Mechanics' Institute, Toronto |
The English are so good at this. It fits the politeness and decorum of the national character; although which came first is hard to say. Englishmen out for a pint together will debate in these terms; and will deliberately insult one another to harden each other up. Nothing beats the Oxford Union; but watching debate in the British House of Commons, after being used to Ottawa question period on C-Span, is itself a revelation.
We are foolish to suppose that this can be easily and automatically ported to any other culture and society at will. It does not work nearly so well even in Canada or the US. Let alone, say, Vietnam or Iraq. Yet the US government, for one, never seems to get this. It was striking wisdom for the Emir and government of Qatar to understand, and begin the long work of introducing their people to democracy by first setting up debating societies everywhere, hosting the Doha Debates, and sponsoring Al Jazeera. That is the way it must be done, and it will take at least a generation.
More troubling is that, through ignorance or design, the skills of parliamentary procedure and formal debate are rarely taught in the public schools, and never as a core subject, even in Canada or the US. They are, of course, taught rigorously in the British or Canadian private schools.
Oxford Union. |
This is the best way imaginable to create and perpetuate a class system. It means that only the upper classes, who can afford to go to these exclusive schools, learn how to organize and run things. There is also good evidence that it was deliberately done, back in the original “Progressive” era of the 1920s and before. “Progressivism” was always, and still is, about creating and protecting a North American ruling elite.

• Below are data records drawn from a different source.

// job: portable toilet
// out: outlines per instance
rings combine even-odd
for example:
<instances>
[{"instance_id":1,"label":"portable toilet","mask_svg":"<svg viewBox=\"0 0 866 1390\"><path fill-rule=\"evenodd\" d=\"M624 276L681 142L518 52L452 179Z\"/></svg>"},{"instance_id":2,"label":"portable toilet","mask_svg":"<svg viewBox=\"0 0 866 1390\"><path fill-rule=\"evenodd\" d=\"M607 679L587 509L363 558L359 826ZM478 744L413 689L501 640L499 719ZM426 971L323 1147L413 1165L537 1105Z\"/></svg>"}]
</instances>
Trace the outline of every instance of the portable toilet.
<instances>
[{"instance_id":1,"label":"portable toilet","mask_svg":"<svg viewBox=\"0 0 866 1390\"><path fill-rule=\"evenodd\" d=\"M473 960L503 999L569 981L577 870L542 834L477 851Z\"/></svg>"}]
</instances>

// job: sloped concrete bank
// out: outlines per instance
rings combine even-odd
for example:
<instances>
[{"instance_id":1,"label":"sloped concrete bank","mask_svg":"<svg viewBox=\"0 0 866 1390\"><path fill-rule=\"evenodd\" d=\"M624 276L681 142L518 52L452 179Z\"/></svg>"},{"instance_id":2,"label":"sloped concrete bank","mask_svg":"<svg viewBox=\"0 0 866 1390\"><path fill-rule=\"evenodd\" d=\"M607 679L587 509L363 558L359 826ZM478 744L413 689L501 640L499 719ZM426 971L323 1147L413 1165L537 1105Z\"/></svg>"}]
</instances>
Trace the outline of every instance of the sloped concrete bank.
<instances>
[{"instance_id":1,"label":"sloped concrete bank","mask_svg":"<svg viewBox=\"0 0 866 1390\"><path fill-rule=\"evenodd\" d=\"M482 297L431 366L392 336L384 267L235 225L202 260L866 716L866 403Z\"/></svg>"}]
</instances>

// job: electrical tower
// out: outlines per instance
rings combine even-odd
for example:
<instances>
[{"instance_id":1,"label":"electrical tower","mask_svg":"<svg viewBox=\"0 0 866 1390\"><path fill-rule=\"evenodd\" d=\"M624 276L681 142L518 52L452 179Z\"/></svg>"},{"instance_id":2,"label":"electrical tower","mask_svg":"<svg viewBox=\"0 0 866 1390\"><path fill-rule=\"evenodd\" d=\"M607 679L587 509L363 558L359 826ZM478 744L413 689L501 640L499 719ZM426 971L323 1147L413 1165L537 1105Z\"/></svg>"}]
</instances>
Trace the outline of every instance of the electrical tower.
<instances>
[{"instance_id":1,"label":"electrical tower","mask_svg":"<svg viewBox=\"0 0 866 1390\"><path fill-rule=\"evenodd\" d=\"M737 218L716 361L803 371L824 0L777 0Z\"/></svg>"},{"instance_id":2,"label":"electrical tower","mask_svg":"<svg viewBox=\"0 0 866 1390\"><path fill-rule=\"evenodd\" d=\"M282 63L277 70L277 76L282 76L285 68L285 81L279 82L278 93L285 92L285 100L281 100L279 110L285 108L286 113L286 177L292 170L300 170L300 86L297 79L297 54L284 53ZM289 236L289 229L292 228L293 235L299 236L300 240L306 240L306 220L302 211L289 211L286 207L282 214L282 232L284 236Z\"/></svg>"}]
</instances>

And this suppression of essential knowledge, as well as being discriminatory, is destructive to society as a whole. Because there is no way any longer that we can keep the unfashionable masses out of management; we need more managers, and progressively fewer dumb and obedient robot helots, as technology advances. And the general population also has the right, in our system, to decide essential matters for all of us, through the ballot box. For the sake of all, they (we) had better know how to make good decisions.
We are seeing the bill come due now, with Antifa goons rioting in the streets and shouting speakers down. And these Antifa goons, note, are generally the nominally better-educated among us. We let the previously unprepared, after all, go to university, opened those gates wide, and flooded the higher levels of the system with folks who have no idea what the various buttons and levers do.

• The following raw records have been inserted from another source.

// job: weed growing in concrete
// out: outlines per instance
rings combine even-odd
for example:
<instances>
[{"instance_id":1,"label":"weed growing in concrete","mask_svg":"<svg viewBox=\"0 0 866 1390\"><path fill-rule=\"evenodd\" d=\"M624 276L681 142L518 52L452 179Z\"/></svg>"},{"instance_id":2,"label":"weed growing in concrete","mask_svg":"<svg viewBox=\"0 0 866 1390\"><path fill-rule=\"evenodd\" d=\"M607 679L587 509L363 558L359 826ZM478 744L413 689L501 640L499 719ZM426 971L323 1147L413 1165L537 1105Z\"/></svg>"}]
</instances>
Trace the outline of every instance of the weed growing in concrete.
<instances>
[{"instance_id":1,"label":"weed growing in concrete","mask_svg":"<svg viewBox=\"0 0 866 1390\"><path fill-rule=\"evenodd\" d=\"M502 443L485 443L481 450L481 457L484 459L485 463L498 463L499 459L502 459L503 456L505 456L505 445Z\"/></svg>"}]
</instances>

Well-intentioned, no doubt, itself an attempt to end the class system, but ill-informed.
All of this is brought to mind by a unit I am being asked to teach at the moment, on how to write an opinion essay. Something I think I know something about. I am doing it now.
Canadian House of Commons. |
Good thought; good idea. But the person who wrote the curriculum, the subject expert himself or herself, obviously has no idea how to do so, let alone how to teach it to someone else. Their instructions are incoherent; they cannot seem, in their own mind, to even distinguish claims from counterclaims, pro from con. They do not grasp the actual structure of an argument.
Their assigned essay topic illustrates the problem: “What can be done about China’s pollution problem?” Following, inevitably, a little lecture about China’s pollution problem and its supposed causes.
In other words, rather than getting to form and express an opinion, the student is being told the “correct” opinion in advance. On a topic on which there is essentially no disagreement. Raise hands, everyone: who here is in favour of pollution?
And no, this is not a Chinese thing. This is an American curriculum.
Isn’t this also what has happened to our current politics, and isn’t this a pressing problem?
Over a century ago, wealthy philanthropists launched “Mechanics’ Institutes” in major cities, where the poorer among us could learn skills needed for the new world of industrialization.
We need something like that now again. We need a movement to teach and study debate and parliamentary procedure; how to run a meeting. We need it on the night-school model of the Mechanics’ Institutes, too, because even if the public schools were to instantly reform and introduce the subject, that still sacrifices all the adults who have already completed school. Worse, these same adults are the teachers we have in the schools today. Until they learn it themselves, as we see from my current curriculum, they cannot competently teach it.
Qatar is way ahead of us on this one.